QUEEN BEE syndrome - displayed by leading professional women who keep other females out - is a myth, according to a new study.
Researchers at Columbia Business School in New York claim that a lack of women in top roles is down to men’s determination to retain control, The Sunday Times reported.
Their findings - which will be presented at a conference of leading girls’ schools on Wednesday - contradict an influential 1973 study which suggested that women in authority are more critical of female subordinates.
The new research reportedly looked at top management teams in 1,500 companies over a 20-year period and found that where women had been appointed chief executive other women were more likely to make it into senior positions.
But when a woman had been given a senior role that was not the top position, the likelihood of other females following them to executive level fell by 50 per cent, the academics found.
The research team said: “Women face an implicit quota, whereby firms seek to maintain a small number of women on their top management team, usually only one.
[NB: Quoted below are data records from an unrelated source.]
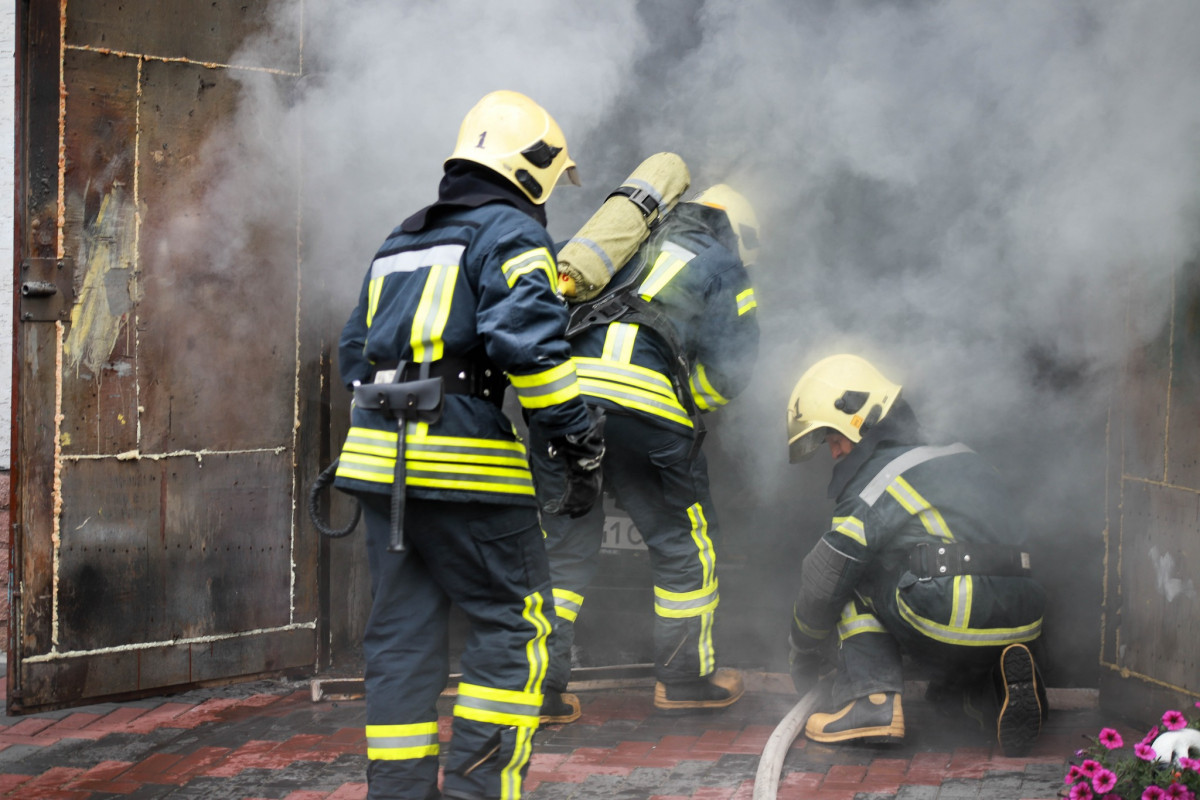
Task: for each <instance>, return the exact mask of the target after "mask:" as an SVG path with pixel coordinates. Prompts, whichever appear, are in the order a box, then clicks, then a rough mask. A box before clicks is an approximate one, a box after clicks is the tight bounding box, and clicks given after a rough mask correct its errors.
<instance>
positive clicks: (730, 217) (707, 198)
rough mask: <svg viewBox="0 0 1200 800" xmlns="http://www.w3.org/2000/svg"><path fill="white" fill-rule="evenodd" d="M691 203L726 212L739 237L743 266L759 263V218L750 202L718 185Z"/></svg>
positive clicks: (733, 231) (709, 188)
mask: <svg viewBox="0 0 1200 800" xmlns="http://www.w3.org/2000/svg"><path fill="white" fill-rule="evenodd" d="M690 203H698V204H700V205H707V206H709V207H712V209H720V210H721V211H724V212H725V216H726V217H727V218H728V221H730V227H731V228H733V233H734V234H736V235H737V237H738V255H739V257H740V258H742V264H743V265H744V266H752V265H754V264H756V263H757V261H758V217H757V216H756V215H755V212H754V206H752V205H750V201H749V200H746V199H745V198H744V197H743V196H742V194H739V193H738V192H737V191H734V190H732V188H730V187H728V186H727V185H725V184H718V185H716V186H710V187H708V188H707V190H704V191H703V192H701V193H700V194H698V196H697V197H696V199H694V200H690Z"/></svg>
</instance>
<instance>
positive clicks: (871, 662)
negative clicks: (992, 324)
mask: <svg viewBox="0 0 1200 800" xmlns="http://www.w3.org/2000/svg"><path fill="white" fill-rule="evenodd" d="M787 434H788V440H787V441H788V449H790V456H791V461H792V462H793V463H794V462H798V461H803V459H805V458H809V457H810V456H812V453H814V452H816V451H817V450H818V449H820V446H821V444H822V443H824V444H828V446H829V452H830V453H832V455H833V458H834V467H833V480H832V482H830V485H829V497H830V498H834V499H835V501H836V506H835V510H834V517H833V524H832V530H829V531H828V533H826V534H824V535H823V536H822V537H821V539H820V541H818V542H817V543H816V546H815V547H814V548H812V551H811V552H810V553H809V554H808V555H806V557H805V559H804V564H803V567H802V570H800V585H799V593H798V596H797V600H796V603H794V607H793V614H792V624H791V636H790V643H791V667H792V678H793V680H794V681H796V687H797V691H799V692H800V693H804V692H805V691H808V690H809V688H811V687H812V686H814V685H815V680H816V678H817V675H818V673H820V672H821V670H822V661H823V658H824V657H826V656H827V654H826V652H823V645H826V644H827V643H829V644H832V643H833V642H836V646H838V650H836V672H835V674H834V676H833V678H832V694H830V698H829V705H828V706H827V708H823V709H821V710H820V712H817V714H814V715H811V716H810V717H809V720H808V724H806V727H805V734H806V735H808V738H809V739H812V740H815V741H822V742H856V741H857V742H889V741H899V740H900V739H902V738H904V733H905V724H904V710H902V705H901V691H902V688H904V681H902V675H901V657H902V656H907V657H910V658H911V660H912V661H913V662H914V663H917V664H918V666H919V667H920V668H922V669H923V670H925V672H926V673H928V675H929V679H930V681H929V692H928V694H926V697H928V698H929V699H930V700H932V702H934V703H935V705H937V706H940V708H942V709H948V708H954V706H958V710H960V711H966V712H967V714H970V715H972V716H976V717H977V720H978V718H979V715H980V714H984V712H985V711H986V705H985V703H984V702H983V700H984V699H988V700H995V704H994V705H992V706H991V716H990V723H992V724H995V730H996V734H997V739H998V741H1000V745H1001V747H1002V750H1003V751H1004V753H1006V754H1007V756H1018V754H1022V753H1025V752H1027V751H1028V750H1030V747H1031V746H1032V745H1033V742H1034V740H1036V739H1037V735H1038V733H1039V732H1040V728H1042V723H1043V721H1044V718H1045V712H1046V710H1048V708H1046V700H1045V690H1044V688H1043V686H1042V682H1040V675H1039V672H1038V669H1037V666H1036V663H1034V658H1033V652H1032V651H1031V646H1033V645H1036V643H1037V639H1038V637H1039V634H1040V632H1042V614H1043V607H1044V604H1045V593H1044V590H1043V589H1042V587H1040V585H1039V584H1038V583H1037V582H1036V581H1034V578H1033V577H1031V573H1030V555H1028V552H1027V549H1026V541H1027V535H1026V534H1027V531H1026V530H1025V529H1024V528H1022V527H1021V524H1020V522H1019V521H1018V519H1016V518H1015V516H1014V511H1013V510H1014V505H1013V503H1012V500H1010V499H1009V497H1008V495H1007V493H1006V491H1004V488H1003V487H1002V486H1001V482H1000V477H998V475H997V474H996V473H995V470H994V469H992V468H991V467H989V465H988V464H986V463H985V462H984V461H983V459H982V458H980V457H979V456H978V455H976V453H974V452H973V451H971V450H970V449H968V447H967V446H966V445H964V444H950V445H947V446H931V445H928V444H925V443H924V441H923V440H922V437H920V433H919V429H918V423H917V419H916V415H914V414H913V410H912V408H911V407H910V405H908V403H907V402H905V399H904V398H902V397H901V396H900V386H899V385H896V384H894V383H892V381H890V380H888V379H887V378H884V377H883V375H882V374H881V373H880V371H878V369H876V368H875V367H874V366H872V365H871V363H869V362H868V361H866V360H864V359H862V357H859V356H856V355H834V356H830V357H828V359H824V360H822V361H818V362H817V363H815V365H814V366H812V367H811V368H810V369H809V371H808V372H805V373H804V375H803V377H802V378H800V380H799V383H797V384H796V389H794V390H793V391H792V396H791V399H790V401H788V405H787ZM830 634H833V636H830ZM994 692H995V694H994Z"/></svg>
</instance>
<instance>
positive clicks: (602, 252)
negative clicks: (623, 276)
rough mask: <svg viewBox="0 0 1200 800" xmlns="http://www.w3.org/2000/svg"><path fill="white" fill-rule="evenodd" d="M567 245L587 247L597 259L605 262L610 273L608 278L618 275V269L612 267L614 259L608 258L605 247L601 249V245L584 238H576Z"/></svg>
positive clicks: (606, 269) (608, 270) (613, 267)
mask: <svg viewBox="0 0 1200 800" xmlns="http://www.w3.org/2000/svg"><path fill="white" fill-rule="evenodd" d="M566 243H568V245H582V246H583V247H587V248H588V249H590V251H592V252H593V253H595V255H596V258H599V259H600V260H601V261H604V269H605V270H607V271H608V277H610V278H611V277H612V276H614V275H617V267H616V266H613V265H612V259H611V258H608V253H607V251H605V248H604V247H601V246H600V245H598V243H595V242H594V241H593V240H590V239H583V237H582V236H575V237H572V239H571V240H570V241H568V242H566Z"/></svg>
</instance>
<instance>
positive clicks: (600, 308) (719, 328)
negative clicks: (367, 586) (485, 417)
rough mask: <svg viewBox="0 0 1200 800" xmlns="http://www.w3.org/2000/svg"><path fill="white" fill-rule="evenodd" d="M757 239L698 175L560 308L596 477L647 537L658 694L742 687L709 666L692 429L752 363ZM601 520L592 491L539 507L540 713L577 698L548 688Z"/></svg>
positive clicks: (557, 706) (539, 484)
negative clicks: (584, 504)
mask: <svg viewBox="0 0 1200 800" xmlns="http://www.w3.org/2000/svg"><path fill="white" fill-rule="evenodd" d="M629 197H630V198H631V199H634V200H637V201H642V203H644V210H646V213H647V215H648V216H649V215H653V213H655V209H656V207H658V206H659V205H660V204H661V203H662V198H661V197H658V196H656V194H654V193H653V192H650V193H649V196H647V194H646V193H644V192H641V191H637V190H636V187H635V191H632V192H631V193H630V194H629ZM757 243H758V240H757V223H756V221H755V216H754V211H752V209H751V207H750V204H749V203H746V200H745V198H743V197H742V196H740V194H739V193H737V192H736V191H733V190H732V188H730V187H728V186H725V185H718V186H714V187H712V188H709V190H707V191H704V192H702V193H701V194H700V196H698V197H696V198H694V199H691V200H688V201H684V203H680V204H679V205H678V206H676V207H674V209H673V210H672V211H670V213H666V216H665V217H664V218H661V221H660V222H659V223H658V224H655V225H654V229H653V231H652V233H650V234H649V237H648V239H647V240H646V243H644V245H642V246H641V248H640V249H638V251H637V254H636V257H635V258H634V260H632V261H630V263H629V264H628V265H625V266H623V267H622V269H620V271H619V272H617V273H616V276H614V277H613V279H612V282H611V283H608V284H607V285H606V287H605V288H604V290H602V291H600V294H599V296H596V297H595V299H593V300H589V301H588V302H586V303H580V305H576V306H575V307H572V311H571V326H570V327H569V330H568V336H569V338H570V339H571V353H572V355H574V360H575V366H576V369H577V371H578V374H580V384H581V391H582V392H583V396H584V398H586V399H587V402H588V404H589V407H592V408H595V409H604V413H605V415H606V428H605V431H606V433H605V440H606V452H605V456H604V482H605V489H606V491H607V492H610V493H611V494H612V495H613V497H614V498H616V500H617V503H618V504H619V505H620V507H623V509H624V510H625V511H628V512H629V516H630V517H631V518H632V521H634V523H635V524H636V525H637V529H638V531H641V534H642V537H643V540H644V542H646V545H647V547H648V548H649V551H650V565H652V570H653V578H654V674H655V676H656V679H658V682H656V686H655V693H654V704H655V706H658V708H660V709H667V710H673V709H679V710H683V709H715V708H724V706H727V705H730V704H732V703H734V702H736V700H737V699H738V698H739V697H740V696H742V692H743V685H742V676H740V674H738V673H737V670H733V669H718V656H716V648H715V646H714V642H713V622H714V616H715V612H716V606H718V601H719V599H720V595H719V593H718V576H716V539H718V536H716V534H718V527H716V518H715V516H714V512H713V504H712V497H710V495H709V491H708V471H707V464H706V461H704V453H703V451H702V449H701V439H702V435H703V422H702V414H704V413H707V411H712V410H714V409H718V408H720V407H722V405H725V404H726V403H727V402H730V399H731V398H733V397H734V396H736V395H737V393H739V392H740V391H742V389H743V387H744V386H745V385H746V383H748V381H749V379H750V375H751V372H752V369H754V363H755V360H756V356H757V348H758V323H757V317H756V311H755V309H756V302H755V295H754V288H752V285H751V282H750V275H749V271H748V267H749V266H750V265H752V264H754V261H755V255H756V253H757ZM568 246H570V242H569V243H568ZM563 252H564V253H565V252H566V247H564V251H563ZM575 283H576V285H580V282H578V281H576V282H575ZM530 451H532V453H533V458H534V464H535V465H538V464H539V462H541V464H540V465H541V467H542V469H541V470H540V471H539V483H538V489H539V492H540V493H545V494H546V495H547V497H554V495H557V494H558V493H559V492H560V491H562V489H560V486H562V481H560V479H559V480H553V479H552V480H550V481H544V480H541V479H542V476H545V475H553V474H554V469H556V464H553V463H551V462H548V461H547V458H546V455H545V449H544V447H540V446H538V440H536V439H533V444H532V447H530ZM604 522H605V518H604V509H602V507H600V506H599V505H598V506H596V507H594V509H593V510H592V512H590V513H588V515H586V516H583V517H580V518H577V519H571V518H563V517H557V518H546V519H545V521H544V527H545V529H546V549H547V551H548V553H550V569H551V577H552V581H553V585H554V613H556V616H554V631H553V634H552V636H551V643H550V644H551V649H550V651H551V661H550V670H548V672H547V674H546V687H545V702H544V704H542V710H541V715H542V721H544V722H547V723H564V722H571V721H574V720H576V718H578V716H580V714H581V709H580V700H578V698H577V697H576V696H575V694H571V693H568V692H565V691H564V690H565V688H566V685H568V681H569V678H570V672H571V658H570V650H571V645H572V642H574V638H575V620H576V618H577V615H578V614H580V612H581V608H582V606H583V600H584V594H586V591H587V588H588V585H589V583H590V582H592V579H593V578H594V577H595V573H596V569H598V563H596V557H598V554H599V551H600V547H601V545H602V542H604Z"/></svg>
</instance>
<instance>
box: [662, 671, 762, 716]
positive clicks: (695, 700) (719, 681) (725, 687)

While firms gain legitimacy from having women in top management, the value of this legitimacy declines with each woman.”
The Girls’ Day School Trust (GDST) conference will also see the launch of a scheme to channel the mentoring skills of 60,000 former pupils from the schools the organisation represents.
High-flyers such as former MI5 director-general Stella Rimington, lastminute.com co-founder Baroness Lane-Fox and historian Bettany Hughes are expected to be among those who share their knowledge.